Sandbox WWCAlpha-S1-Casein

From Proteopedia

Current revision

Caseins consist of a family of phosphoproteins found in all mammal milks, which includes αs1-, αs2-, and β-casein (calcium-sensitive caseins), κ-casein (calcium insensitive).^[1] Although αs1-casein is the predominant casein in bovine milk, the ratios of caseins vary considerably by species, and in human milk β-casein is predominant.^[2][3]

Casein micelle image from Dalgleish, D. G., P. Spagnuolo and H. D. Goff. 2004. A possible structure of the casein micelle based on high-resolution field-emission scanning electron microscopy. International Dairy Journal. 14: 1025-1031. This micelle is 120 nm in diameter.^[4]

History

All caseins are in the secretory calcium-binding phosphoprotein (SCPP) family and share odontogenic ameloblast–associated (ODAM) protein as a common ancestor.^[2] ODAM is a SCPP involved in the mineralization of teeth, and has a primary structure rich in proline and glutamine.
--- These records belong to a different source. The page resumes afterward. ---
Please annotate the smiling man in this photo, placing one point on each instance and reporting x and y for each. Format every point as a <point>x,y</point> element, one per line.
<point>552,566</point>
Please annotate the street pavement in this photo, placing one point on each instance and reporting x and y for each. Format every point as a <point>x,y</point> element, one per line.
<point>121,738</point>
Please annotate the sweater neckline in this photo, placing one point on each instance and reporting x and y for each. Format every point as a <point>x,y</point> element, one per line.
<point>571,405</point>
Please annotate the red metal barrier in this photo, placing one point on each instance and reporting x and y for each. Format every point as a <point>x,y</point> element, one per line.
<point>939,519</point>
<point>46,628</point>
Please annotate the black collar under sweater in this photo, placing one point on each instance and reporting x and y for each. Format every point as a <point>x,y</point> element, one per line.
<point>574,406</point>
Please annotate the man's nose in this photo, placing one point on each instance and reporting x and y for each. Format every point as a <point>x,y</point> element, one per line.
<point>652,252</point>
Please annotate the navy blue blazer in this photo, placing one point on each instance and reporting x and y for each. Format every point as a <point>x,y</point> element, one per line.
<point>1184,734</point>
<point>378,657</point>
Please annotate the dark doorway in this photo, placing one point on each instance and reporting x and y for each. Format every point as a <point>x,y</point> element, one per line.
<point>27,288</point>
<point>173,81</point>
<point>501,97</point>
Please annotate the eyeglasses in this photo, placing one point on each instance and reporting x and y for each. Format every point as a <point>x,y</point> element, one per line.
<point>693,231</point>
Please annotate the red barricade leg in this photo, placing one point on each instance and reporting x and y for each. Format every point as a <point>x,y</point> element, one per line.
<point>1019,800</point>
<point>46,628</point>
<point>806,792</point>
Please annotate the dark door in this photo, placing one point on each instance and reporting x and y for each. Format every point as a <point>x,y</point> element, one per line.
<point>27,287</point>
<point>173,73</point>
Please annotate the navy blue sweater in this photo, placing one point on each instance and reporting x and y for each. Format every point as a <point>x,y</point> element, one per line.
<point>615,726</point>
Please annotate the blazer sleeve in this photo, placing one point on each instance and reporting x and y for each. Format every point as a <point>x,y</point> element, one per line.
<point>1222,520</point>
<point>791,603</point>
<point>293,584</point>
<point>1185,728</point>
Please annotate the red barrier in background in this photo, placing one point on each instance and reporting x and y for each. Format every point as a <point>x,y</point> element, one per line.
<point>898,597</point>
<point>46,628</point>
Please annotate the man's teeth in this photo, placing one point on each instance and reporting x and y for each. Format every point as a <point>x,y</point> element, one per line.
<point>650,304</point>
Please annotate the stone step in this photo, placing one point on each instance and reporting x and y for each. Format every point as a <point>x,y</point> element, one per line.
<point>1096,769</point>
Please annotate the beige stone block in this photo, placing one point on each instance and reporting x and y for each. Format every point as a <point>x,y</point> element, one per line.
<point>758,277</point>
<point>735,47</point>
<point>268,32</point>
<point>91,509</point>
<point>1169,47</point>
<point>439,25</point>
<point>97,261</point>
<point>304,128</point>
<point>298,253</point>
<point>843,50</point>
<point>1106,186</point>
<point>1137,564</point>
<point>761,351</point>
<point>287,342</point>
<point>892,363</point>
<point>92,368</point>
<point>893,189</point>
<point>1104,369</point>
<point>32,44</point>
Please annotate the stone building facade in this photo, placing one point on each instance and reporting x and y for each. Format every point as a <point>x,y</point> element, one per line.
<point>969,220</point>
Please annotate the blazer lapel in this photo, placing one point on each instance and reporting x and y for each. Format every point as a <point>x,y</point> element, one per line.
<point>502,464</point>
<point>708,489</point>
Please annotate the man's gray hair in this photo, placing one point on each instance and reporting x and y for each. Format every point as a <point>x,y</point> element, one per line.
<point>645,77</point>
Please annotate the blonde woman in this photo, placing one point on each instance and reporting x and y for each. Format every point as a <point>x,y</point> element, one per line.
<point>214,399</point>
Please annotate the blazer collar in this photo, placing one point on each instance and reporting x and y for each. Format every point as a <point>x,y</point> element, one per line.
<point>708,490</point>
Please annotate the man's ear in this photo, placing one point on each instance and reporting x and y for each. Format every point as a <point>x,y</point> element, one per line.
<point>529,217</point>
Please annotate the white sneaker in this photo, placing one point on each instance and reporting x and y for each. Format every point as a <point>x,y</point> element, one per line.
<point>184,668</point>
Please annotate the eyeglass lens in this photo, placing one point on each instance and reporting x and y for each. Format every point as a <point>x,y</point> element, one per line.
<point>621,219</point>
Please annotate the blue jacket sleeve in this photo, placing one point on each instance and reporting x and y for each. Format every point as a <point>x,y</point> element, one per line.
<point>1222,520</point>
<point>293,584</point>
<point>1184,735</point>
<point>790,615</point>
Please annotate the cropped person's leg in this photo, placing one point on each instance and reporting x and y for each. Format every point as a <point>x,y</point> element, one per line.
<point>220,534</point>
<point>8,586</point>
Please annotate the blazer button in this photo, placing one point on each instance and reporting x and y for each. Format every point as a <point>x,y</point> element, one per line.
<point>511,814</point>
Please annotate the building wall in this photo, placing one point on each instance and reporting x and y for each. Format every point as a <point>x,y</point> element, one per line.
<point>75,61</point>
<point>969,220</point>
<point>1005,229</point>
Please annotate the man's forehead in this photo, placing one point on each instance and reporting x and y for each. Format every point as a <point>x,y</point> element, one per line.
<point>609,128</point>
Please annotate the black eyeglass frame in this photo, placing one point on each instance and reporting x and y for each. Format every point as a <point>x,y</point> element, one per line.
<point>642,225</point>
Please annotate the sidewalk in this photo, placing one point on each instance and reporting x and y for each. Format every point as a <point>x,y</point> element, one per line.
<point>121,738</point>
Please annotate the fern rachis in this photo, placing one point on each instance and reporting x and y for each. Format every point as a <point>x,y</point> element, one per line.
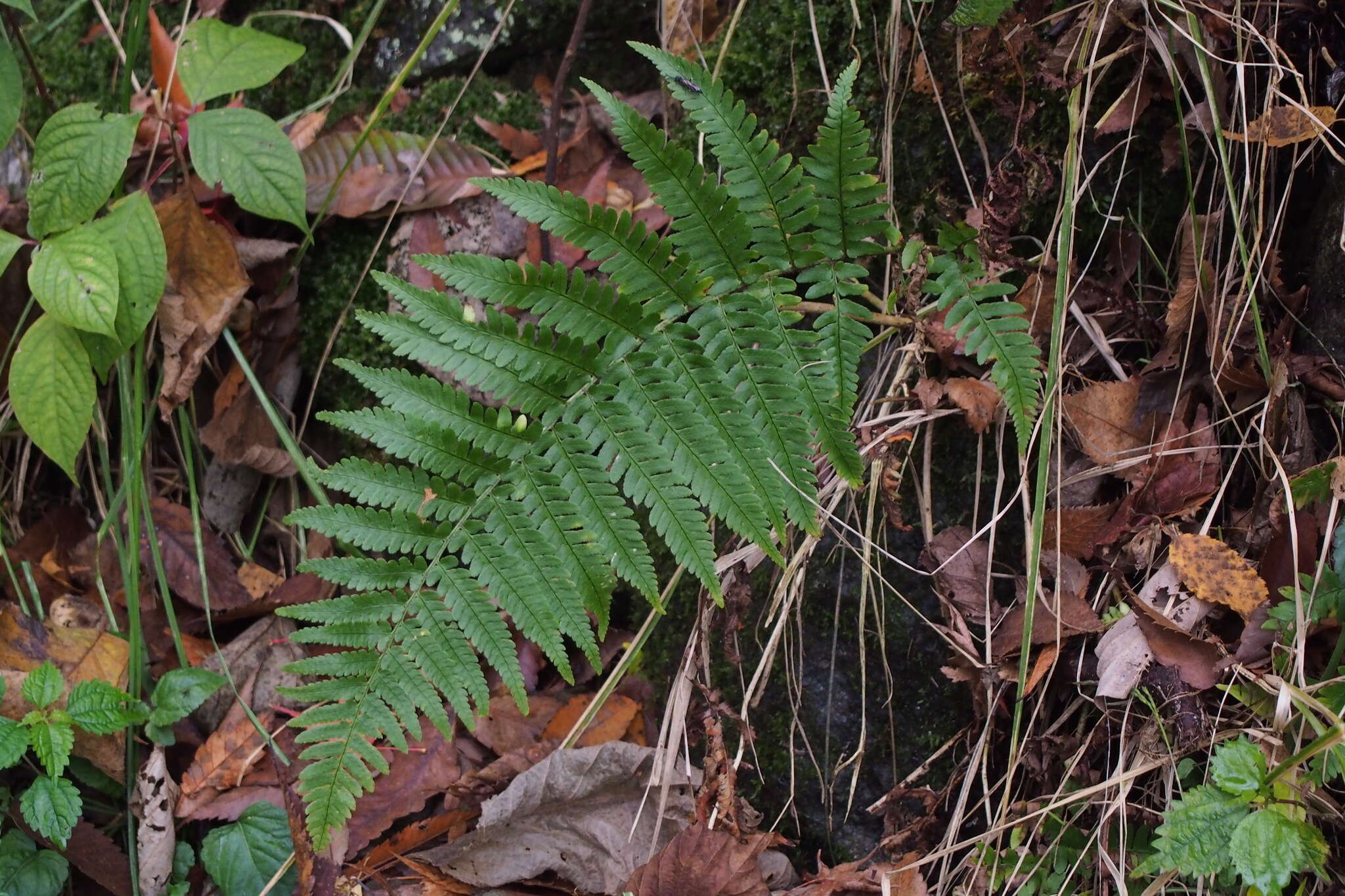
<point>680,385</point>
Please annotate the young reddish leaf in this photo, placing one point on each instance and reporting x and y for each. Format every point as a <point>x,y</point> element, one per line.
<point>163,54</point>
<point>1214,571</point>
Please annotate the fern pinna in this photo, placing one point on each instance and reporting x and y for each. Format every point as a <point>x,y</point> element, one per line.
<point>680,383</point>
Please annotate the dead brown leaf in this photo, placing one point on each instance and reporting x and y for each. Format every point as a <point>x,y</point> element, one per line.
<point>611,721</point>
<point>1103,418</point>
<point>978,398</point>
<point>178,550</point>
<point>1285,125</point>
<point>704,861</point>
<point>1214,571</point>
<point>206,282</point>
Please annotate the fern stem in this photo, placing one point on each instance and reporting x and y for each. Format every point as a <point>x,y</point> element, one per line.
<point>822,308</point>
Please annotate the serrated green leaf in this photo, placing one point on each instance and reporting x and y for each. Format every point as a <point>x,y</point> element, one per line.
<point>182,691</point>
<point>10,245</point>
<point>27,870</point>
<point>249,154</point>
<point>51,742</point>
<point>43,685</point>
<point>1196,830</point>
<point>51,390</point>
<point>132,232</point>
<point>218,60</point>
<point>101,708</point>
<point>1268,849</point>
<point>77,161</point>
<point>51,807</point>
<point>74,278</point>
<point>244,856</point>
<point>11,93</point>
<point>1238,766</point>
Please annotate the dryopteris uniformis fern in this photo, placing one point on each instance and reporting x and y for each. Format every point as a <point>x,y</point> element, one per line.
<point>996,331</point>
<point>680,383</point>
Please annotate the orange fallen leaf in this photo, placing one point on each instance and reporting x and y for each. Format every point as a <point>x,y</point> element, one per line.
<point>1214,571</point>
<point>1285,125</point>
<point>611,721</point>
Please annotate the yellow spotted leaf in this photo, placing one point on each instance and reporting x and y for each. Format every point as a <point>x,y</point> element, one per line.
<point>1214,571</point>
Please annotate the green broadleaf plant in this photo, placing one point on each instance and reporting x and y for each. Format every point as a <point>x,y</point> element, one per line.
<point>248,152</point>
<point>681,383</point>
<point>217,60</point>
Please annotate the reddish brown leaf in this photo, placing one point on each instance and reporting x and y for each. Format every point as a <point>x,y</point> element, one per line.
<point>506,730</point>
<point>206,282</point>
<point>1195,660</point>
<point>703,861</point>
<point>977,398</point>
<point>414,777</point>
<point>178,548</point>
<point>611,721</point>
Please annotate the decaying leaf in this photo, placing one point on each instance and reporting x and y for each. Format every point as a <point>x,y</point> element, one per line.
<point>382,171</point>
<point>961,571</point>
<point>704,861</point>
<point>579,813</point>
<point>178,550</point>
<point>156,796</point>
<point>1103,418</point>
<point>1214,571</point>
<point>1285,125</point>
<point>206,282</point>
<point>978,398</point>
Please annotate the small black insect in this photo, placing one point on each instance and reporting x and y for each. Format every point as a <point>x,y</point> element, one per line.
<point>686,83</point>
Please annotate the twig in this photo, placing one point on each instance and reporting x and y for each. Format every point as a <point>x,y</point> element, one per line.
<point>33,64</point>
<point>822,308</point>
<point>553,123</point>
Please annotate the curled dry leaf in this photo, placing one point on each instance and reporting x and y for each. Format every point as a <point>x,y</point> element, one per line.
<point>154,802</point>
<point>1285,125</point>
<point>977,398</point>
<point>206,282</point>
<point>1103,418</point>
<point>384,168</point>
<point>961,571</point>
<point>1214,571</point>
<point>704,861</point>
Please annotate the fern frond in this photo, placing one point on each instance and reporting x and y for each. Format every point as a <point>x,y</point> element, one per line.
<point>640,263</point>
<point>373,530</point>
<point>562,524</point>
<point>397,488</point>
<point>625,448</point>
<point>424,398</point>
<point>996,332</point>
<point>431,446</point>
<point>536,354</point>
<point>707,222</point>
<point>736,336</point>
<point>413,341</point>
<point>830,425</point>
<point>607,516</point>
<point>567,301</point>
<point>518,590</point>
<point>839,171</point>
<point>366,574</point>
<point>770,188</point>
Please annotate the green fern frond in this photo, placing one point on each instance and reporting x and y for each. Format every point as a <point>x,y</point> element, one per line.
<point>767,184</point>
<point>567,301</point>
<point>707,222</point>
<point>640,263</point>
<point>677,382</point>
<point>996,331</point>
<point>979,12</point>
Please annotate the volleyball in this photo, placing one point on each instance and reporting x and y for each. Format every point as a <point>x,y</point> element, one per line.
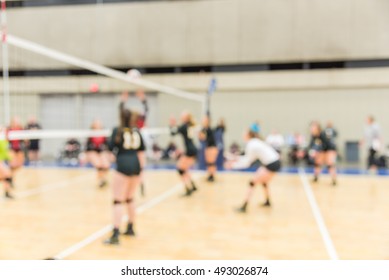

The caseins share this P/Q richness, giving the proteins a flexible, open structure. ^[5]

Biological Function

Calcium-sensitive (CS) caseins such as αs1-casein bind calcium phosphate (CaP), and are precipitated by high concentrations of CaP. In milk, large complexes are formed from CaP, calcium-sensitive caseins, and calcium-insensitive (CI) caseins. Precipitation of the CS caseins, which occurs at millimolar concentrations of ionic calcium, is prevented by CI caseins, stabilizing the complex to form micelle 50-500 nm in diameter.^[6] In addition to providing nutritive protein to mammalian neonates, these micelles supply calcium and inorganic phosphate at levels much higher than would be expected if the molecules were simply dissolved in the milk.^[7] The caseins in milk also work to prevent pathalogical calcification of mammary tissue.^[8] Unlike whey proteins, which include all non-casein proteins, casein micelles are relatively heat stable, although denaturation of the whey protein β-lactoglobulin at high temperatures can result in interactions with micellar κ-casein that alters the structure of the micelle surface.^[9]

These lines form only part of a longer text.